Nos EUA, o sistema parece estar gerando bons resultados. Entre 2011 e 2017, a SEC recebeu mais de 22 mil dicas sobre potenciais irregularidades,[2] e o programa gerou até 2017 mais de US$ 1 bilhão em remediações de caráter financeiro. Já os whistleblowers receberam mais de US$ 300 milhões a título de recompensa.[3]
Entretanto, enquanto a proposta do novo governo busca beber da experiência americana para incentivar novas investigações e fazer crescer a recuperação de ativos por parte do Estado brasileiro, também é verdade que ela ainda parece demasiadamente genérica para a aplicação imediata, caso venha a ser transformada em lei.
Se nos EUA a legislação traz uma série de limitações, condições e procedimentos a serem cumpridos para que o whistleblower receba recompensa,[4] a proposta brasileira tão somente versa sobre a sua possibilidade, parecendo, assim, delegar para um eventual decreto a regulamentação necessária para a aplicabilidade prática do instituto. Esse fato cria um certo grau de preocupação para especialistas em integridade corporativa por criar um cenário de insegurança jurídica em uma área que já padece de respostas legais claras.
No mesmo sentido, enquanto veem com bons olhos o incentivo às denúncias de boa-fé, os especialistas têm se preocupado com a possibilidade de que a ausência de contornos legais claros e o demasiado protagonismo dos canais de denúncia da administração pública na proposta venham a desidratar os canais de denúncia implementados pelas próprias empresas privadas.
A disponibilização de canais pelas empresas para recebimento de informações e a determinação de mecanismos para proteger o denunciante estão previstas no Decreto nº 8.420/2015, que regulou a Lei Anticorrupção. Tais canais têm sido largamente utilizados pelas corporações para iniciar investigações internas e para responder ou prevenir casos de corrupção antes mesmo que eles ocorram.
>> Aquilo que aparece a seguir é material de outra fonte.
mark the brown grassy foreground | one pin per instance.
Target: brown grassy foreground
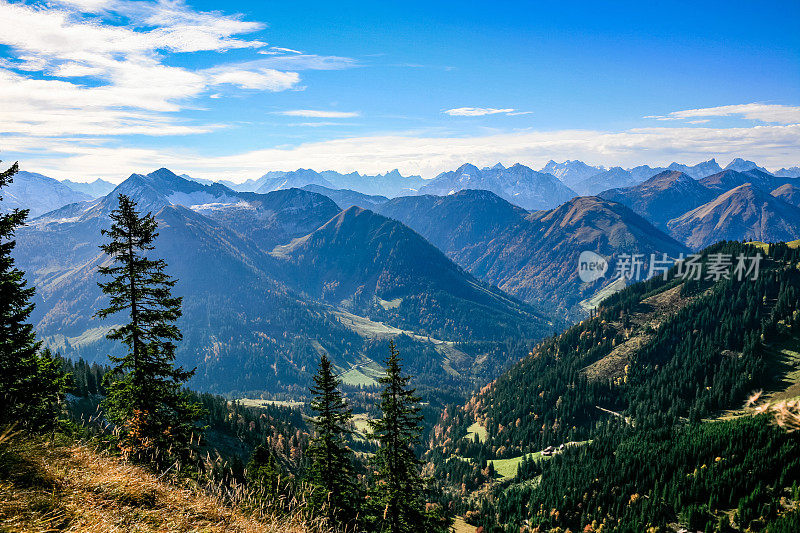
(64, 486)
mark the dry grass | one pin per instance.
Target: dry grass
(46, 486)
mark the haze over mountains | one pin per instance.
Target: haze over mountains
(491, 256)
(269, 284)
(553, 185)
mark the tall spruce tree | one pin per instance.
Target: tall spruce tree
(337, 493)
(399, 487)
(145, 396)
(31, 382)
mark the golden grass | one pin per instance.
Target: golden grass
(69, 487)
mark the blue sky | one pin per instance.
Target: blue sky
(103, 88)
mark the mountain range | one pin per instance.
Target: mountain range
(531, 255)
(95, 189)
(553, 185)
(728, 205)
(518, 184)
(271, 281)
(38, 193)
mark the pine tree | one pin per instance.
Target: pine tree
(145, 399)
(31, 382)
(399, 486)
(331, 469)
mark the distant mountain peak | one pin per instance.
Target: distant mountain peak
(743, 165)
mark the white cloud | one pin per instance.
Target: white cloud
(276, 50)
(106, 77)
(316, 113)
(481, 111)
(769, 113)
(772, 146)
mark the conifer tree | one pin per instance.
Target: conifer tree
(399, 486)
(331, 469)
(31, 382)
(145, 399)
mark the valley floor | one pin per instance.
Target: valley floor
(64, 486)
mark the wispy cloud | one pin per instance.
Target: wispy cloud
(276, 50)
(318, 113)
(98, 67)
(482, 111)
(769, 113)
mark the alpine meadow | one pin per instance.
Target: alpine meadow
(363, 267)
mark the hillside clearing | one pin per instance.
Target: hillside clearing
(69, 487)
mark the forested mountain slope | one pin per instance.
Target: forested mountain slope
(634, 394)
(531, 255)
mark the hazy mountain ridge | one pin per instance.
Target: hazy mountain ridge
(244, 325)
(95, 189)
(37, 193)
(533, 256)
(518, 184)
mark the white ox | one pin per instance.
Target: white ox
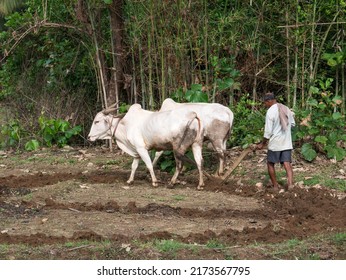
(140, 131)
(217, 123)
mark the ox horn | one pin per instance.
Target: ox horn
(110, 109)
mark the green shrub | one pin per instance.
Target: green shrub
(322, 126)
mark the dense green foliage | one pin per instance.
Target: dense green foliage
(67, 59)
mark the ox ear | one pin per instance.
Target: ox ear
(111, 108)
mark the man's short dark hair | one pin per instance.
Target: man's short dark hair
(269, 96)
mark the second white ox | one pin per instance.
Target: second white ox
(217, 123)
(140, 131)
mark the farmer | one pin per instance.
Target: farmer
(277, 134)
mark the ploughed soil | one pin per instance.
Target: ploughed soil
(75, 204)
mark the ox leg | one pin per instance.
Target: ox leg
(157, 156)
(178, 167)
(147, 160)
(133, 170)
(220, 147)
(197, 154)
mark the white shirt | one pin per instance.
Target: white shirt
(279, 139)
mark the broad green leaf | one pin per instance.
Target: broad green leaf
(321, 139)
(32, 145)
(312, 102)
(337, 116)
(314, 89)
(225, 83)
(336, 152)
(308, 152)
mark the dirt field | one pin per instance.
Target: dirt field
(75, 204)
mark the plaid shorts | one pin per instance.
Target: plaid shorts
(279, 156)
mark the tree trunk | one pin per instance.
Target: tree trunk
(117, 29)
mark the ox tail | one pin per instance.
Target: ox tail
(199, 136)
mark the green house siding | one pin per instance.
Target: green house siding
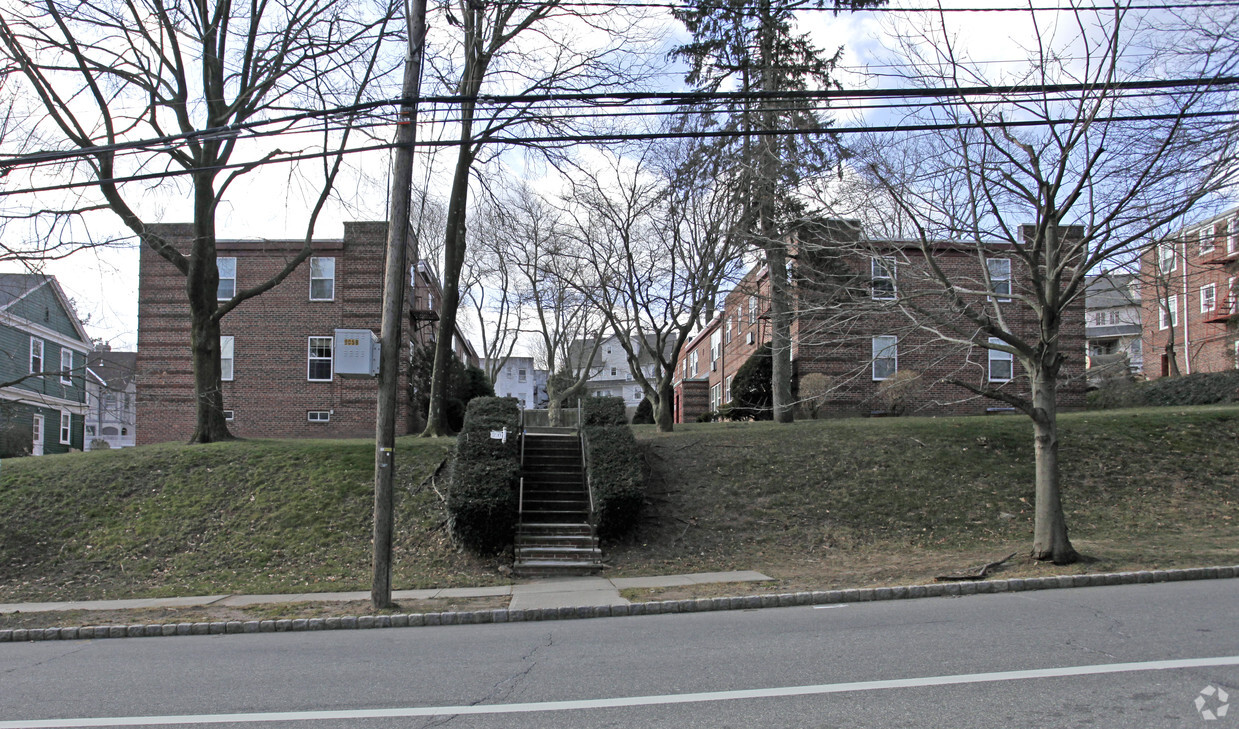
(43, 308)
(22, 415)
(15, 363)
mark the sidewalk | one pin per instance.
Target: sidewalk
(550, 593)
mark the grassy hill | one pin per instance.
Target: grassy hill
(815, 503)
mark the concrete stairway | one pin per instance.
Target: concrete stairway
(554, 537)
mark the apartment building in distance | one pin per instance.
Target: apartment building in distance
(1191, 305)
(856, 347)
(278, 358)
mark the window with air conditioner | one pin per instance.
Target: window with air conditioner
(1001, 363)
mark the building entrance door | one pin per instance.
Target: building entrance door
(37, 440)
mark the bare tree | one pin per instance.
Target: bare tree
(663, 243)
(1092, 170)
(520, 50)
(145, 89)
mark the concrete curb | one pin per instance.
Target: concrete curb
(663, 608)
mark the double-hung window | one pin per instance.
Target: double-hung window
(1206, 238)
(66, 366)
(226, 358)
(1001, 362)
(227, 278)
(322, 278)
(886, 357)
(882, 279)
(1000, 277)
(36, 356)
(1208, 298)
(319, 360)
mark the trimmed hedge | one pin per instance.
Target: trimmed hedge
(485, 476)
(615, 471)
(604, 410)
(1203, 388)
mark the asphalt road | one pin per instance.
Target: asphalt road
(1130, 657)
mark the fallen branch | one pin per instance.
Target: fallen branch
(975, 574)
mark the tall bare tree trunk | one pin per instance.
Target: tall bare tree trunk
(1050, 526)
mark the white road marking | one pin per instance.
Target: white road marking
(637, 701)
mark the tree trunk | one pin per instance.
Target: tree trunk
(202, 284)
(781, 332)
(1050, 526)
(663, 413)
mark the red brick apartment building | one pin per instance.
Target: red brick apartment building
(278, 347)
(861, 346)
(1191, 304)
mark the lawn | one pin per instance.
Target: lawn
(814, 505)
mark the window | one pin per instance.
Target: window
(882, 279)
(1206, 237)
(1000, 277)
(1001, 363)
(226, 358)
(322, 279)
(319, 368)
(66, 366)
(1167, 314)
(1208, 298)
(1166, 257)
(886, 357)
(36, 356)
(227, 278)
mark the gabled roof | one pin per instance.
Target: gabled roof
(16, 287)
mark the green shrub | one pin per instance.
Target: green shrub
(604, 410)
(644, 414)
(1203, 388)
(1193, 389)
(616, 479)
(486, 472)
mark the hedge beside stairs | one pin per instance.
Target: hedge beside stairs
(485, 477)
(616, 477)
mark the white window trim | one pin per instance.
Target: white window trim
(66, 370)
(331, 278)
(1208, 303)
(310, 360)
(232, 278)
(995, 279)
(1206, 241)
(875, 351)
(42, 351)
(227, 346)
(888, 269)
(999, 356)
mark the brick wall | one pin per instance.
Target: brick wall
(838, 341)
(270, 393)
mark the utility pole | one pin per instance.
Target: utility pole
(395, 274)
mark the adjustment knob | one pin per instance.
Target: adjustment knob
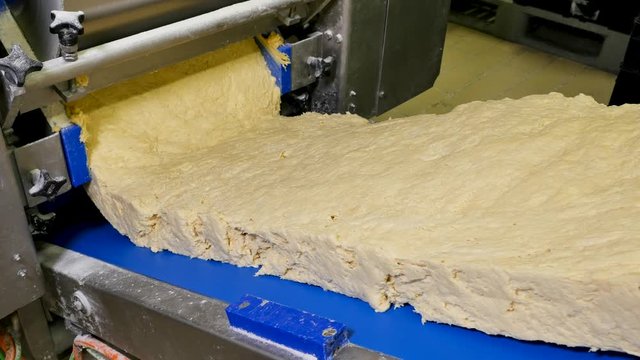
(44, 184)
(68, 26)
(17, 65)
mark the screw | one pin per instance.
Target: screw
(329, 332)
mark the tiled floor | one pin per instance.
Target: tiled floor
(477, 66)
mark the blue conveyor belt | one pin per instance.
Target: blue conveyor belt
(397, 332)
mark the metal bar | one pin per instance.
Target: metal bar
(147, 318)
(58, 70)
(22, 278)
(35, 329)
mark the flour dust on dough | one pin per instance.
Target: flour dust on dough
(514, 217)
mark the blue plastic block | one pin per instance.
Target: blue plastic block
(280, 72)
(75, 155)
(296, 329)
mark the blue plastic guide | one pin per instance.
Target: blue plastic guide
(75, 155)
(281, 73)
(284, 325)
(397, 332)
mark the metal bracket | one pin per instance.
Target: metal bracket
(68, 26)
(46, 154)
(14, 68)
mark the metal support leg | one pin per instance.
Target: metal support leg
(35, 331)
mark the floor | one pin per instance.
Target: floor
(477, 66)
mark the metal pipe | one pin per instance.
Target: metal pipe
(57, 70)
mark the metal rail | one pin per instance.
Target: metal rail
(58, 70)
(150, 319)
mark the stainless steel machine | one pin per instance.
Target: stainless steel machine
(358, 56)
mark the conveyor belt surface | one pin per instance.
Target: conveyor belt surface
(397, 332)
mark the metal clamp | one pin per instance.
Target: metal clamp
(68, 26)
(44, 184)
(17, 65)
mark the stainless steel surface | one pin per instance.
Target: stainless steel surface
(44, 154)
(147, 318)
(35, 331)
(387, 51)
(152, 41)
(303, 75)
(411, 63)
(22, 278)
(105, 76)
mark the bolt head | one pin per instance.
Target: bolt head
(328, 332)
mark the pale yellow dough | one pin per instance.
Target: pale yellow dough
(515, 217)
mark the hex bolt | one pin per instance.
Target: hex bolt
(328, 332)
(80, 303)
(244, 304)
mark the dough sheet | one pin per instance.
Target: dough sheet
(514, 217)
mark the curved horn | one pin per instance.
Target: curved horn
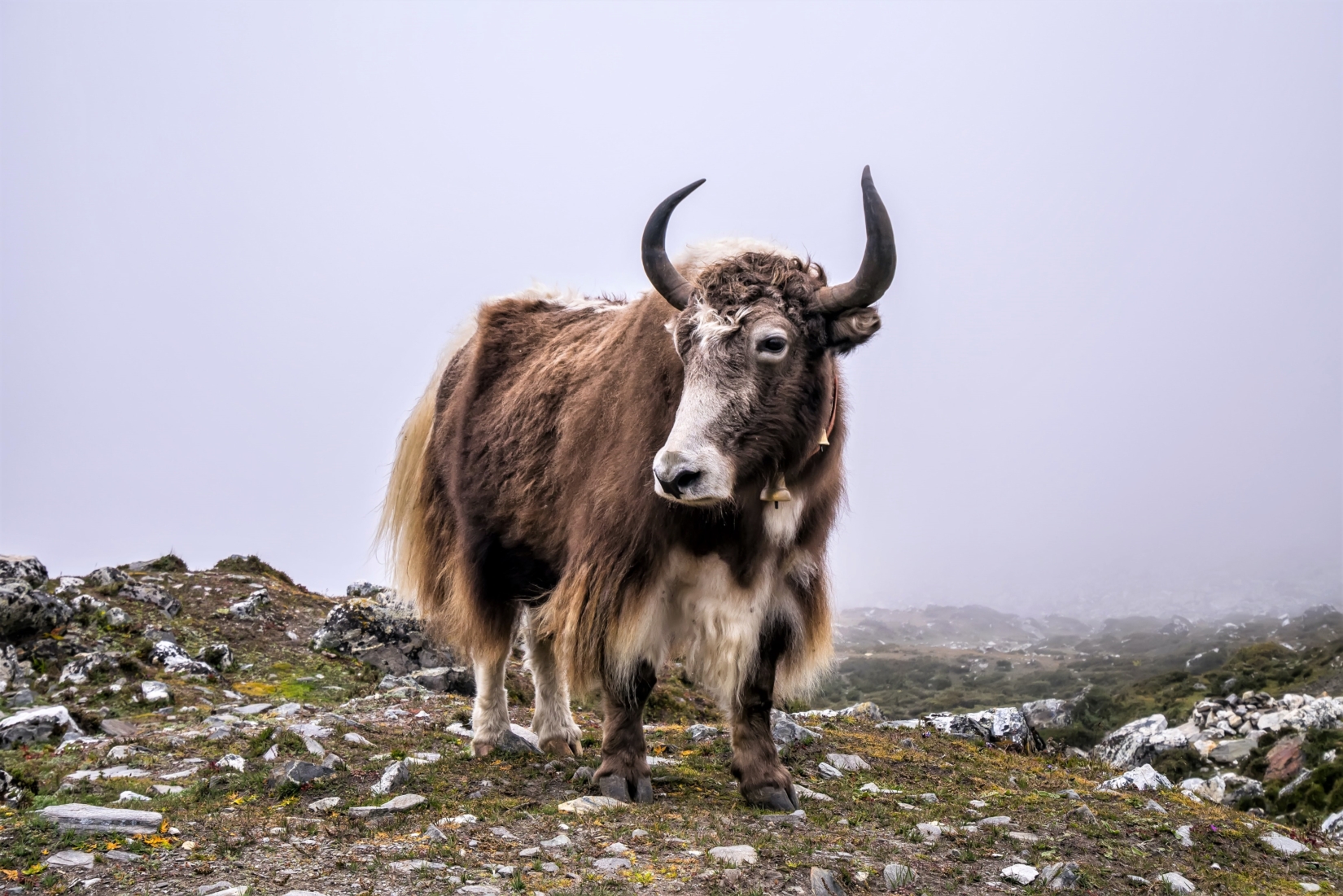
(663, 274)
(878, 258)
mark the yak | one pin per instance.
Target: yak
(632, 481)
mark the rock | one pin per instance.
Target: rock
(1048, 714)
(155, 692)
(898, 875)
(295, 772)
(1140, 778)
(23, 569)
(250, 606)
(700, 734)
(1231, 751)
(394, 776)
(806, 793)
(1020, 873)
(1227, 789)
(1177, 883)
(82, 665)
(153, 596)
(221, 656)
(173, 658)
(84, 817)
(37, 726)
(107, 575)
(824, 883)
(584, 805)
(865, 710)
(24, 610)
(1284, 844)
(395, 805)
(383, 632)
(1083, 815)
(931, 830)
(1061, 875)
(1130, 745)
(786, 731)
(735, 856)
(1005, 726)
(72, 859)
(1284, 759)
(847, 762)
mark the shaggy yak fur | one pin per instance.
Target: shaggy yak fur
(523, 499)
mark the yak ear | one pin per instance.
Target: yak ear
(853, 328)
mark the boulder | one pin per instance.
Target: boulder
(1005, 726)
(37, 726)
(82, 665)
(173, 658)
(1048, 714)
(153, 596)
(82, 817)
(1227, 789)
(1142, 778)
(103, 576)
(295, 772)
(1130, 745)
(23, 569)
(221, 656)
(24, 610)
(383, 632)
(786, 731)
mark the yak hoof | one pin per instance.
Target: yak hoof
(617, 788)
(775, 798)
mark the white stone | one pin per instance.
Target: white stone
(155, 691)
(85, 817)
(72, 859)
(1020, 873)
(1284, 844)
(847, 762)
(1142, 778)
(584, 805)
(735, 856)
(1177, 883)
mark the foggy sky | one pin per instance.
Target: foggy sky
(234, 238)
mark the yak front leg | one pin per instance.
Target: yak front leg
(489, 716)
(623, 772)
(552, 720)
(762, 780)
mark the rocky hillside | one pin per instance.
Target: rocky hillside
(229, 731)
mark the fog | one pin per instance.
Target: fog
(235, 237)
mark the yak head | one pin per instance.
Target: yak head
(758, 334)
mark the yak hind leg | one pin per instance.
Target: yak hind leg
(623, 772)
(552, 720)
(489, 715)
(762, 780)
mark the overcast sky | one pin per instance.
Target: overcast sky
(234, 238)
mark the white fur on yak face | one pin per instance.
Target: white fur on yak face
(706, 396)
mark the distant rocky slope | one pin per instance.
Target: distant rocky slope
(229, 731)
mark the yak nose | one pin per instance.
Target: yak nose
(676, 473)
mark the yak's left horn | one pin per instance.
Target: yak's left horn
(878, 258)
(663, 274)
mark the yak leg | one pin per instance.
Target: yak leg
(762, 780)
(489, 716)
(623, 772)
(552, 722)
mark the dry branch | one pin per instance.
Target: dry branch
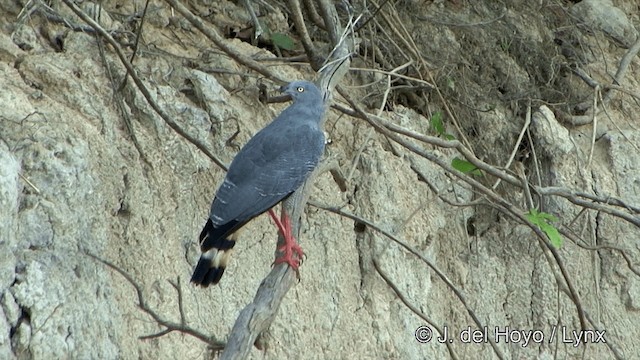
(257, 316)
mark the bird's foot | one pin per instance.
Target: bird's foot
(292, 253)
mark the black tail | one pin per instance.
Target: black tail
(216, 251)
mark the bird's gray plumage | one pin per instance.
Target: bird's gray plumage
(272, 165)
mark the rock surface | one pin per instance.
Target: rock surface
(80, 174)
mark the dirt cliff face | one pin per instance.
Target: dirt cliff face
(87, 166)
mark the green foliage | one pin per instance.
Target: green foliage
(438, 126)
(542, 220)
(282, 41)
(465, 167)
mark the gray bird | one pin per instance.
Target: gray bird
(271, 166)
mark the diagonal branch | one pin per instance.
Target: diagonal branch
(168, 325)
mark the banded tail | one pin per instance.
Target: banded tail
(216, 250)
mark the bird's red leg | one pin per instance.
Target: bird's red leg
(290, 246)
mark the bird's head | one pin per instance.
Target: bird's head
(302, 91)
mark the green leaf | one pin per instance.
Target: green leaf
(465, 166)
(436, 123)
(282, 41)
(541, 220)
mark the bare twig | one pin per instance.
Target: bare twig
(410, 306)
(143, 89)
(169, 325)
(458, 293)
(257, 316)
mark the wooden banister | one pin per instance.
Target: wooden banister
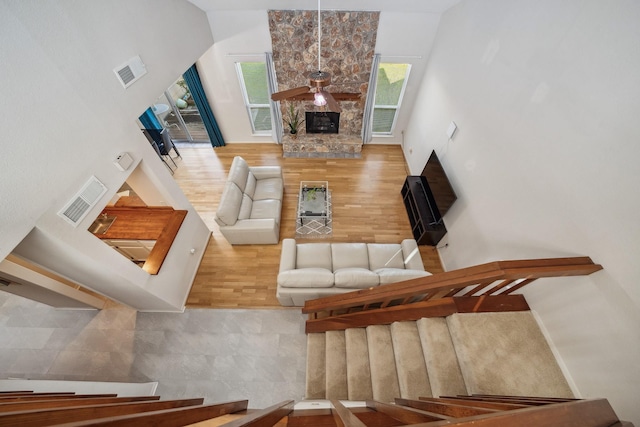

Um exemplo da preocupação do mercado é que a nova legislação – caso não seja bem regulamentada – acabe por desestimular funcionários a buscar tais canais, uma vez que a materialização de um ato lesivo passível de prevenção internamente poderia levar o caso à administração pública e gerar recompensa financeira para o denunciante.
Nesse sentido, apesar de apresentar uma estratégia interessante, a proposta demanda maior detalhamento para que constitua avanço efetivo. Em sua tramitação, o recomendável é que o Congresso Nacional inclua no debate os especialistas em integridade corporativa do setor privado.